Per le imprese italiane gli investimenti ritornano ai livelli pre-crisi ed è più elevata la cautela nella gestione finanziaria dell’azienda (qui una nostra intervista al presidente dell’Associazione nazionale per l’industria e il terziario Federico Iadicicco). A rivelarlo è l’analisi condotta dal Centro Studi Confindustria e dal Cerved che, sulla base dei dati di bilancio, hanno ricostruito il flusso dei fondi delle imprese manifatturiere italiane in due anni significativi: il 2007 e il 2017. Il primo è utile a fotografare la situazione pre-crisi e il secondo rappresenta l’anno migliore nel percorso di fuori uscita dalla crisi, prima del rallentamento registrato nel 2018.
Oggetto dello studio sono quasi trentamila bilanci, opportunamente riclassificati, pari a circa il 7% delle aziende industriali italiane. Innanzitutto emerge che la redditività operativa, dopo il calo avvertito a partire dal 2008, è tornata ai livelli pre-crisi. Infatti, nel 2017 l’autofinanziamento lordo, cioè le risorse interne derivanti dalla gestione operativa delle imprese, al netto dei costi, rappresentava il 7,9% del fatturato, un valore analogo a quello del 2007 (8%). Allo stesso tempo, si è ridotto il peso delle voci che non rientrano nella gestione operativa: oneri e proventi finanziari, partite straordinarie, distribuzione di dividendi ai soci e imposte hanno costituito nel 2017 il 3,5% del fatturato, in aumento rispetto al 4,4% di dieci anni prima. In particolare, le imprese hanno ridotto il peso degli oneri finanziari (si è passati dall’1,5 allo 0,8%), facilitate dal calo dei tassi di interesse stimolato dalla Banca centrale europea.

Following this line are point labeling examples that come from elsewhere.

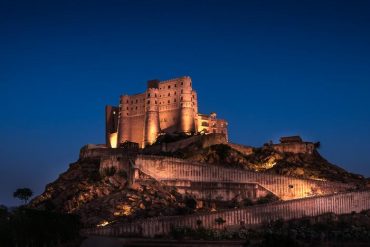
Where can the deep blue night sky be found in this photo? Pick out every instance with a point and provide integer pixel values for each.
(270, 68)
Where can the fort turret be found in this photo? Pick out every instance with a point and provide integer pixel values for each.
(124, 123)
(186, 106)
(169, 106)
(151, 126)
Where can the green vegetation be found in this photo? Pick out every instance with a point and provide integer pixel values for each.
(122, 174)
(267, 199)
(109, 171)
(23, 194)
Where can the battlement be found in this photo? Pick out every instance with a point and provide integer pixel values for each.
(293, 144)
(168, 106)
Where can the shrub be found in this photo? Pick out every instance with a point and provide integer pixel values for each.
(109, 171)
(220, 220)
(123, 174)
(267, 199)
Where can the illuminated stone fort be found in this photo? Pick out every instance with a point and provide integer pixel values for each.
(165, 107)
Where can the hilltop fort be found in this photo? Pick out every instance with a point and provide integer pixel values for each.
(165, 107)
(161, 153)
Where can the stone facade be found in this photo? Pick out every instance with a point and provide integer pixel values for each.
(165, 107)
(294, 144)
(343, 203)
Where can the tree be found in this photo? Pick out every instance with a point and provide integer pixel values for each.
(23, 194)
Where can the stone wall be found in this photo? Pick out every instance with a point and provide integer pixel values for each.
(343, 203)
(204, 140)
(286, 188)
(218, 190)
(301, 147)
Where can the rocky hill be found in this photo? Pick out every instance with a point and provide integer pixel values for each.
(266, 159)
(99, 199)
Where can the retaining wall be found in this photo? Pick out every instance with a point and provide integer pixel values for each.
(286, 188)
(252, 216)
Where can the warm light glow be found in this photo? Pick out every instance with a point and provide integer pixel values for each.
(124, 210)
(103, 223)
(113, 140)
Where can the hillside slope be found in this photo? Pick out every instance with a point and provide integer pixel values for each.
(265, 159)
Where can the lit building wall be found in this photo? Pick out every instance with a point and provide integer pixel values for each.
(165, 107)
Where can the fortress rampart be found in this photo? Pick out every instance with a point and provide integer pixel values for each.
(342, 203)
(286, 188)
(165, 107)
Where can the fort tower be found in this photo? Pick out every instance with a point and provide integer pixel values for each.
(165, 107)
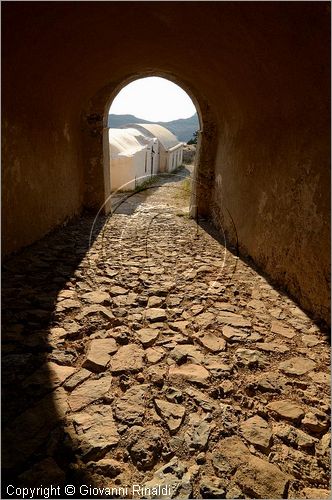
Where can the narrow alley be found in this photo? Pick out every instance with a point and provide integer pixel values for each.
(159, 358)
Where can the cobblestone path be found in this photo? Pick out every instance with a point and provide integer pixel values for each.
(158, 358)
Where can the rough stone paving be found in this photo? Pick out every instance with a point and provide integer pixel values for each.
(157, 357)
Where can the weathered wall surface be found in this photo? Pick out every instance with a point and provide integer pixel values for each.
(260, 75)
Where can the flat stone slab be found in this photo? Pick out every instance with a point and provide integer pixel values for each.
(29, 430)
(257, 432)
(187, 352)
(49, 375)
(147, 336)
(297, 366)
(197, 435)
(96, 297)
(232, 319)
(118, 290)
(286, 409)
(89, 391)
(250, 358)
(256, 477)
(130, 407)
(271, 347)
(96, 431)
(280, 329)
(232, 334)
(211, 342)
(99, 354)
(155, 314)
(76, 378)
(129, 358)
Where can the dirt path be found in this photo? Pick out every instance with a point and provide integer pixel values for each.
(157, 358)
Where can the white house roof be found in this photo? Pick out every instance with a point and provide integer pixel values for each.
(125, 142)
(165, 136)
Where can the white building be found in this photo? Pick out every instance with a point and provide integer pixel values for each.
(131, 158)
(170, 148)
(139, 151)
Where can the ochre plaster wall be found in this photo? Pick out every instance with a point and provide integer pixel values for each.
(260, 75)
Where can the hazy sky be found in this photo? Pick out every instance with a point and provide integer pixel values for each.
(154, 99)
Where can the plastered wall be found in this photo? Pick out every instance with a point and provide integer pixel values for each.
(259, 73)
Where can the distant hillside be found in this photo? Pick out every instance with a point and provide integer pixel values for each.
(182, 128)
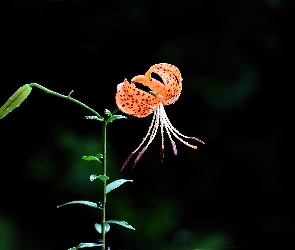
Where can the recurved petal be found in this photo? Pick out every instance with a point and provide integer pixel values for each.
(171, 78)
(155, 85)
(134, 101)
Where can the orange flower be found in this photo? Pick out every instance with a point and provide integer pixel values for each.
(139, 103)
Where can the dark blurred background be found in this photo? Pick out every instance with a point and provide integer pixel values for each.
(233, 193)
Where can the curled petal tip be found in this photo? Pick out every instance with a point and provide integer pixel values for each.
(198, 140)
(126, 161)
(174, 148)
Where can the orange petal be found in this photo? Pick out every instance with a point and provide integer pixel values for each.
(134, 101)
(171, 77)
(153, 84)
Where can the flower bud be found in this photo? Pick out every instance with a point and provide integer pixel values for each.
(15, 100)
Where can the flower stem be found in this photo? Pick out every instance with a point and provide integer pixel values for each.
(68, 97)
(104, 141)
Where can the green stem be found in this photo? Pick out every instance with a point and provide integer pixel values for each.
(68, 97)
(104, 141)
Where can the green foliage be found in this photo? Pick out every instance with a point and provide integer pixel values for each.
(84, 245)
(121, 223)
(116, 184)
(15, 100)
(93, 158)
(87, 203)
(101, 177)
(98, 227)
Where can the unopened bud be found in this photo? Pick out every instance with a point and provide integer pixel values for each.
(15, 100)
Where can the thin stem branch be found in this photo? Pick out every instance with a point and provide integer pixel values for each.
(68, 97)
(104, 141)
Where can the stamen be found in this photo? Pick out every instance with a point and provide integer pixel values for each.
(138, 156)
(174, 147)
(197, 139)
(126, 161)
(174, 131)
(147, 134)
(162, 131)
(162, 115)
(162, 155)
(171, 126)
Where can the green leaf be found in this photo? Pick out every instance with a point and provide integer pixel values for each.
(93, 158)
(107, 112)
(98, 227)
(87, 203)
(115, 117)
(84, 245)
(115, 184)
(115, 111)
(121, 223)
(101, 177)
(15, 100)
(93, 117)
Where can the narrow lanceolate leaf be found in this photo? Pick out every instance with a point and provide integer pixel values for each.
(98, 227)
(107, 112)
(121, 223)
(93, 117)
(101, 177)
(115, 184)
(93, 158)
(87, 203)
(115, 117)
(84, 245)
(15, 100)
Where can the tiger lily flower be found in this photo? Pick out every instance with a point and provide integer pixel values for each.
(139, 103)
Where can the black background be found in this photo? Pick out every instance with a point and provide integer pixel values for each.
(236, 60)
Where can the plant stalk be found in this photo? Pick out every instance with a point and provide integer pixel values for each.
(104, 141)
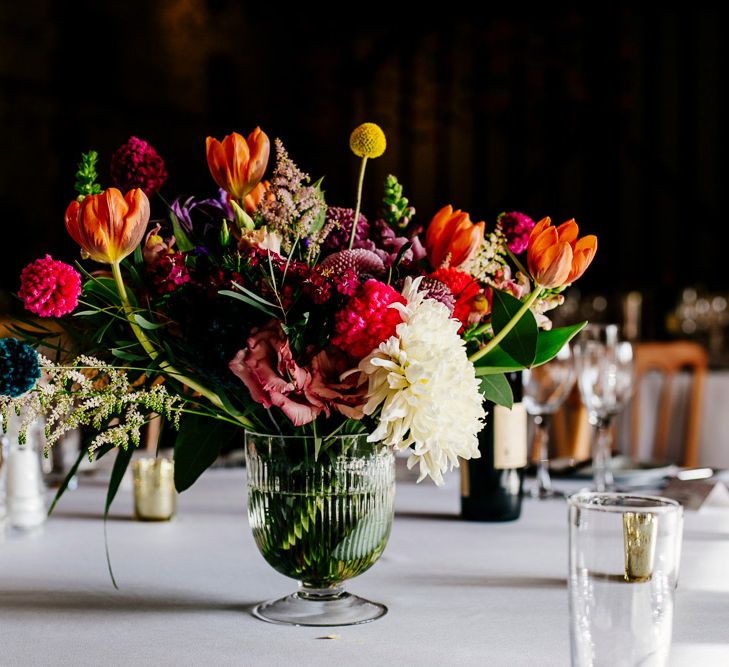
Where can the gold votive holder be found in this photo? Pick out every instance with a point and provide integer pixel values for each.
(154, 489)
(639, 540)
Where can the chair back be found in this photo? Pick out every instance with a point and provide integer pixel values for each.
(669, 358)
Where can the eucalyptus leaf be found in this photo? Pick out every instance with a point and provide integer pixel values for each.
(247, 300)
(145, 323)
(496, 388)
(521, 342)
(198, 445)
(550, 342)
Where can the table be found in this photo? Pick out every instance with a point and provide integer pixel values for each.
(458, 593)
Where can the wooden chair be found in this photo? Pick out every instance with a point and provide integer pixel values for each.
(669, 358)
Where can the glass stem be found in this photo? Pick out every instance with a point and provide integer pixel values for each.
(602, 475)
(544, 481)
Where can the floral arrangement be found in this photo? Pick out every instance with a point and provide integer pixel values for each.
(262, 307)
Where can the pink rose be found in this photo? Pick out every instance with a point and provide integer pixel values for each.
(267, 368)
(346, 396)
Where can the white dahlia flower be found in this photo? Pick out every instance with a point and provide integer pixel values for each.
(426, 388)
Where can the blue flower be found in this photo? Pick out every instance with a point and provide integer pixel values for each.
(19, 367)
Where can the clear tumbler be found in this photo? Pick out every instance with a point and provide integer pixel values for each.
(624, 553)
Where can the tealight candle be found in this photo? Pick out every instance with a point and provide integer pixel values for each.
(154, 489)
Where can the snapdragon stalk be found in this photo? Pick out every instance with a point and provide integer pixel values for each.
(509, 326)
(153, 354)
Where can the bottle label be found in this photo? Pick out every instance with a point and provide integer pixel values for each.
(510, 436)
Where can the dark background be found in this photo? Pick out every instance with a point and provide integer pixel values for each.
(615, 118)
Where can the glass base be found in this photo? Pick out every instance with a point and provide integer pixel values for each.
(311, 609)
(544, 494)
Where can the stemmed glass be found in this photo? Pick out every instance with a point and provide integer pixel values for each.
(605, 372)
(545, 389)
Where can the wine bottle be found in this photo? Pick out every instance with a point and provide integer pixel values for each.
(492, 486)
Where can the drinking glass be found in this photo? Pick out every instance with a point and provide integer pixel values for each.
(604, 363)
(624, 554)
(545, 389)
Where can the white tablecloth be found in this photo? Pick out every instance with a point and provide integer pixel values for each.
(458, 593)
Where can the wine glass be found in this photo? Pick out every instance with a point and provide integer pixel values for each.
(545, 389)
(604, 362)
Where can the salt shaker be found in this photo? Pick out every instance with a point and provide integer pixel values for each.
(25, 488)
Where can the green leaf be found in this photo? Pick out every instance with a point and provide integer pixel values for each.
(127, 356)
(521, 342)
(123, 458)
(496, 361)
(551, 342)
(247, 300)
(198, 445)
(254, 296)
(145, 323)
(496, 388)
(181, 239)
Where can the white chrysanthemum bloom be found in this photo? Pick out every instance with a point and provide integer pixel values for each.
(426, 387)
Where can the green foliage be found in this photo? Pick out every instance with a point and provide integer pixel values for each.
(496, 388)
(521, 342)
(86, 175)
(397, 209)
(198, 445)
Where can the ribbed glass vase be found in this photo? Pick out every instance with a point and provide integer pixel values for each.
(321, 512)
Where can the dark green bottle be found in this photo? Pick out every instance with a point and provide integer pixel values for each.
(492, 486)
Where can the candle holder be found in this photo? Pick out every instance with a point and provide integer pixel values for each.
(154, 489)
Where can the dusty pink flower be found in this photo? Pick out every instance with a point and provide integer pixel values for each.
(267, 368)
(135, 164)
(345, 395)
(367, 320)
(155, 246)
(49, 288)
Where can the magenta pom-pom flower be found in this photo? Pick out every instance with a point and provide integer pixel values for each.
(49, 287)
(367, 320)
(135, 164)
(516, 227)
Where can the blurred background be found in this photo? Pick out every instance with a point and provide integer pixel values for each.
(615, 118)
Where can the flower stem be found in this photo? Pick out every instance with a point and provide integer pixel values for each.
(153, 353)
(359, 202)
(509, 326)
(519, 265)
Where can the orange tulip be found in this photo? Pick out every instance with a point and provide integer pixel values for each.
(109, 226)
(237, 164)
(452, 237)
(554, 254)
(256, 196)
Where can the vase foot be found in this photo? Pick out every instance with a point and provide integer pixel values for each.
(295, 609)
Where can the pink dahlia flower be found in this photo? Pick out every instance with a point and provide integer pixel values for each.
(267, 368)
(367, 320)
(135, 164)
(49, 288)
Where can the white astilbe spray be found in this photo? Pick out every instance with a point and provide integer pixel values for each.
(89, 392)
(425, 387)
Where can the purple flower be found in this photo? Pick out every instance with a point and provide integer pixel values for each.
(135, 164)
(516, 227)
(210, 210)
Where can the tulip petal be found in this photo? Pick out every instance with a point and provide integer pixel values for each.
(584, 253)
(568, 232)
(556, 264)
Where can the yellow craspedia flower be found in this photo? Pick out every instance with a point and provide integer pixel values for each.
(368, 140)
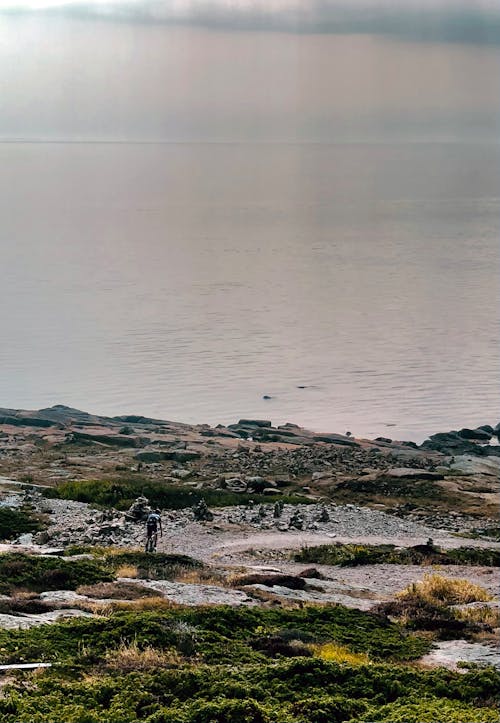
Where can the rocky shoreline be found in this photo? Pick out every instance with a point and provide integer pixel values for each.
(282, 489)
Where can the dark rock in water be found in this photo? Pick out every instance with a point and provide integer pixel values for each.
(487, 428)
(453, 443)
(253, 423)
(336, 439)
(479, 434)
(492, 450)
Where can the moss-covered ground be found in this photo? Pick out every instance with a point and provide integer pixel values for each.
(211, 670)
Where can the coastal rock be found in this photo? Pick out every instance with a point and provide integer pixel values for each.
(479, 434)
(466, 464)
(453, 443)
(253, 423)
(149, 456)
(235, 484)
(411, 473)
(182, 455)
(336, 439)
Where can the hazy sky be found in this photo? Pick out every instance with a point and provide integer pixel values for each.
(321, 70)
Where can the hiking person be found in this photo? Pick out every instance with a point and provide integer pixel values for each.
(152, 523)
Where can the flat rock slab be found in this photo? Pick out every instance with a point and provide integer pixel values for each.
(23, 622)
(466, 464)
(189, 594)
(324, 596)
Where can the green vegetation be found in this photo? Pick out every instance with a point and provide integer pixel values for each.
(428, 554)
(17, 521)
(218, 634)
(121, 493)
(212, 665)
(302, 690)
(36, 573)
(427, 605)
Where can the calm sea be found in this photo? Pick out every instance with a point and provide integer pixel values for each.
(356, 285)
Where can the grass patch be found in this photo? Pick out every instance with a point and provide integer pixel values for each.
(129, 657)
(351, 555)
(223, 634)
(334, 653)
(17, 521)
(139, 564)
(426, 606)
(437, 589)
(116, 590)
(160, 566)
(36, 573)
(122, 492)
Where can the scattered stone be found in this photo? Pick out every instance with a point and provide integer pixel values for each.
(201, 512)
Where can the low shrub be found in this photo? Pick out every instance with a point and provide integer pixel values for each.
(130, 657)
(37, 573)
(417, 613)
(265, 691)
(160, 566)
(335, 653)
(17, 521)
(122, 492)
(116, 590)
(437, 589)
(430, 710)
(223, 634)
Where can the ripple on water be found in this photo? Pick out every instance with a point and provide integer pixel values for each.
(449, 653)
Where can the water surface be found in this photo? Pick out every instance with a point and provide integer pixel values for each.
(187, 281)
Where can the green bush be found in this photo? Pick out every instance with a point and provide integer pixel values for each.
(429, 711)
(15, 522)
(269, 693)
(121, 493)
(223, 634)
(37, 573)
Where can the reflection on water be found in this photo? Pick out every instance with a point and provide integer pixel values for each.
(356, 285)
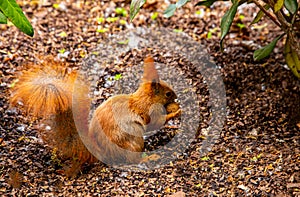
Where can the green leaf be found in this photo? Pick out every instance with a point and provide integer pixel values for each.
(260, 14)
(291, 6)
(181, 3)
(227, 21)
(3, 19)
(278, 5)
(14, 13)
(170, 10)
(206, 3)
(266, 50)
(292, 59)
(135, 7)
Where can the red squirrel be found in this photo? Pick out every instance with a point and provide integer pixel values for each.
(117, 126)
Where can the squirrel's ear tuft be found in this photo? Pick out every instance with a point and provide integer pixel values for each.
(150, 72)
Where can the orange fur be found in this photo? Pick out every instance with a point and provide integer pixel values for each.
(117, 126)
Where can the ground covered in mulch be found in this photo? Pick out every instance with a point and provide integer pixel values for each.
(256, 152)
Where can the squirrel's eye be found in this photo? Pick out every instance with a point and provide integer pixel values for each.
(168, 94)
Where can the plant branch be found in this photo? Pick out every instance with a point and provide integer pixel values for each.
(267, 13)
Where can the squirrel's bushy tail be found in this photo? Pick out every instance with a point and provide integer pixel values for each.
(46, 91)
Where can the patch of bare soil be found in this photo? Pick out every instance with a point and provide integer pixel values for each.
(257, 153)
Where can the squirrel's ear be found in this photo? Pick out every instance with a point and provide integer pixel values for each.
(150, 72)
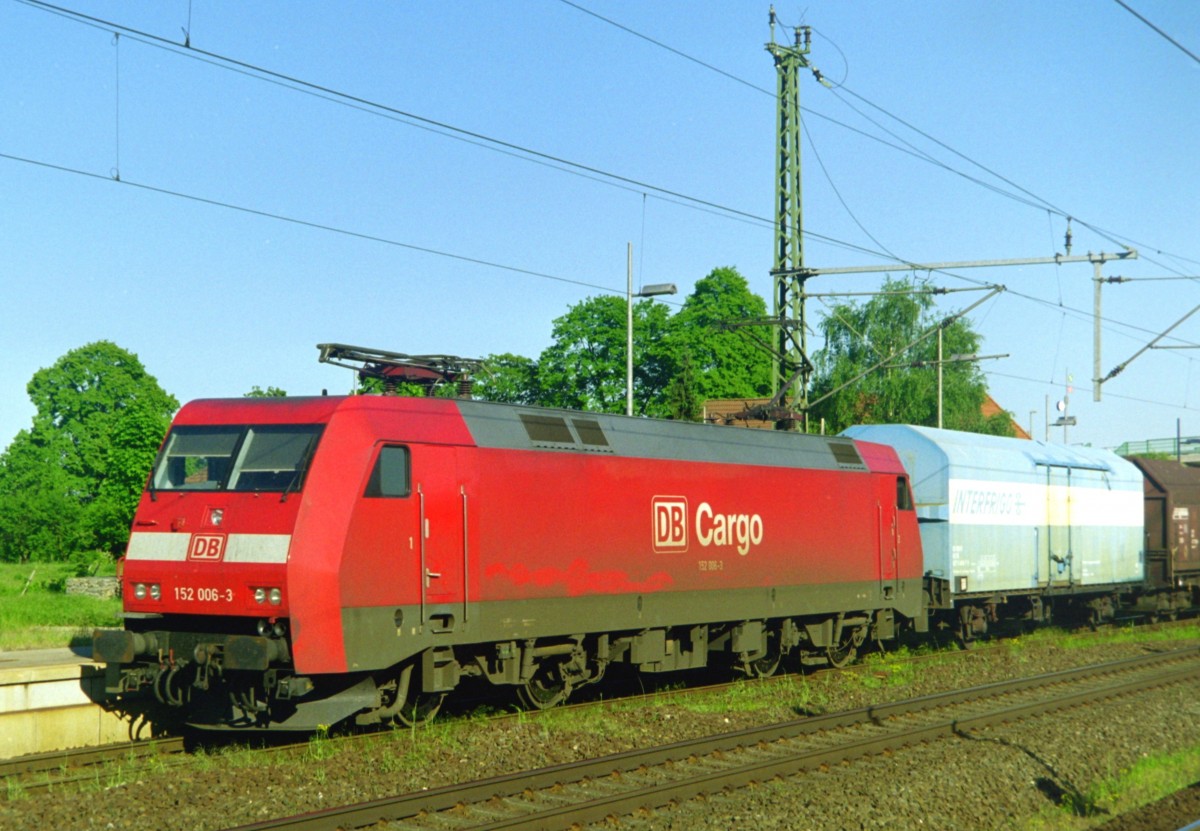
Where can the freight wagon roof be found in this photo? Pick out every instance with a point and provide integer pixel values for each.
(1164, 476)
(933, 456)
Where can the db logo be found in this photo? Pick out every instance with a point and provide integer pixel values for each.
(207, 546)
(670, 518)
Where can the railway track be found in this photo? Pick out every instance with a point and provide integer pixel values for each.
(593, 790)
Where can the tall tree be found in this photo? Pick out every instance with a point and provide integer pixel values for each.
(585, 368)
(40, 513)
(904, 389)
(713, 359)
(508, 377)
(99, 420)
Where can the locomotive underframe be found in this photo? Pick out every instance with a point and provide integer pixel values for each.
(239, 680)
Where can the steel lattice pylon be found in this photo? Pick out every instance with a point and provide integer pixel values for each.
(791, 365)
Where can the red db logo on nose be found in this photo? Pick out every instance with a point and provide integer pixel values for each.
(207, 546)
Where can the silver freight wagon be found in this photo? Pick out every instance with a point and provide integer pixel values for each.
(1012, 516)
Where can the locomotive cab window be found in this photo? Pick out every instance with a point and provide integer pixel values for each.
(390, 474)
(237, 458)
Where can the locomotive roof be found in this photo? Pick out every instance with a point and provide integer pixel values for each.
(502, 425)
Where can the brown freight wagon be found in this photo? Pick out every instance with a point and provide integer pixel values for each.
(1173, 530)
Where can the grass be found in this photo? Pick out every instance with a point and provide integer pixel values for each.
(45, 615)
(1153, 777)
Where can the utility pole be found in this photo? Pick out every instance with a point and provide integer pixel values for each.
(791, 365)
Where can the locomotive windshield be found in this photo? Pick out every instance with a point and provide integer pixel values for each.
(237, 458)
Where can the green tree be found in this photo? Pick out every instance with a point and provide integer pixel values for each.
(40, 512)
(712, 359)
(904, 389)
(508, 377)
(100, 418)
(585, 368)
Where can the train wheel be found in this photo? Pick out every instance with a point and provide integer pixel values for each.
(768, 664)
(547, 687)
(419, 707)
(846, 649)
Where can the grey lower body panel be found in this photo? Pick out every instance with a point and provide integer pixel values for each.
(373, 640)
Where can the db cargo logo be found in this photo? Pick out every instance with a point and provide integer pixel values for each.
(670, 518)
(712, 527)
(207, 546)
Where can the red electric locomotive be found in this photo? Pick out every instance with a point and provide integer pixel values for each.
(297, 562)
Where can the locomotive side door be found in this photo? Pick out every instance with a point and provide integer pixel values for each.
(442, 539)
(893, 496)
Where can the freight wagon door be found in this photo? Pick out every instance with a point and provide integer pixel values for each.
(442, 562)
(1059, 521)
(1183, 539)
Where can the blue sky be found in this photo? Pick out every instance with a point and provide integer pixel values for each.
(447, 245)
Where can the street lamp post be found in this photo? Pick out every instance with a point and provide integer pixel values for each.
(653, 290)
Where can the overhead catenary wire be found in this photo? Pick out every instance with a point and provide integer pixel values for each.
(463, 135)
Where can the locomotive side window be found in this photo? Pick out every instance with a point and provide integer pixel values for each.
(390, 474)
(235, 458)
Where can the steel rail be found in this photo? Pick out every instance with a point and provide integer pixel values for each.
(756, 742)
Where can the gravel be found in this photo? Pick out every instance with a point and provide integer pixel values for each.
(1026, 775)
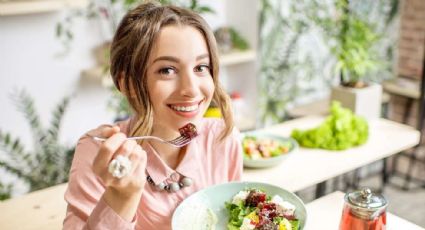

In merito alle imposte, nel periodo considerato, dall’indagine emergono diverse modifiche a vantaggio delle imprese: la riduzione dell’aliquota Ires, l’eliminazione del costo del lavoro dalla base imponibile Irap, le agevolazioni fiscali per gli investimenti (il cosiddetto “super ammortamento”), oltre agli sgravi contributivi per i neo-assunti a tempo indeterminato. Inoltre, sono in flessione sia la componente delle rimanenze di magazzino che la gestione del credito e del debito di fornitura.
Le imprese italiane risultano più attente alla gestione non operativa e ad attenuare dilazioni e ritardi nei pagamenti da e per fornitori e clienti. Dall’indagine del Centro Studi Confindustria e del Cerved risulta, inoltre, che nel 2017 le imprese hanno effettuato investimenti fissi e immateriali per il 3,8% del fatturato, poco meno rispetto al 2007, quando erano pari al 4,1%. Tuttavia, se nel 2017 la quota degli investimenti produttivi era pari alle risorse interne disponibili, nel 2007 gli investimenti erano molto superiori alle risorse proprie, con una conseguente necessità di ricorrere a risorse finanziarie esterne. Nel complesso, il saldo netto da finanziare con risorse esterne nel 2017 è stato pari all’1% del fatturato delle imprese, meno della metà rispetto al 2007 (2,5%). Inoltre, i debiti delle imprese verso le banche sono aumentati in misura minore rispetto a un decennio prima (0,5% del fatturato contro l’1,6%).
Lo studio sottolinea una maggiore attenzione delle aziende alla diversificazione delle fonti finanziarie, con un accesso maggiore delle imprese al mercato obbligazionario. Emerge anche una più elevata accumulazione di liquidità che si attestava rispettivamente allo 0,3% nel 2007 e allo 0,8% dieci anni dopo, a dimostrazione di un atteggiamento più cauto adottato dalle imprese. Una riduzione dell’incertezza sarebbe utile a trasferire almeno parte della liquidità accumulata in investimenti produttivi.
Infine, il Centro Studi Confindustria e il Cerved mostrano una netta eterogeneità negli andamenti in base alla dimensione dell’impresa, con quelle micro e piccole maggiormente in difficoltà. Sono caratterizzate da redditività più bassa, investimenti materiali e immateriali più bassi se comparati ai livelli pre-crisi. E ancora maggiore accumulazione di liquidità (a dimostrazione di una più significativa avversione al rischio), ma anche un miglioramento evidente della solidità patrimoniale.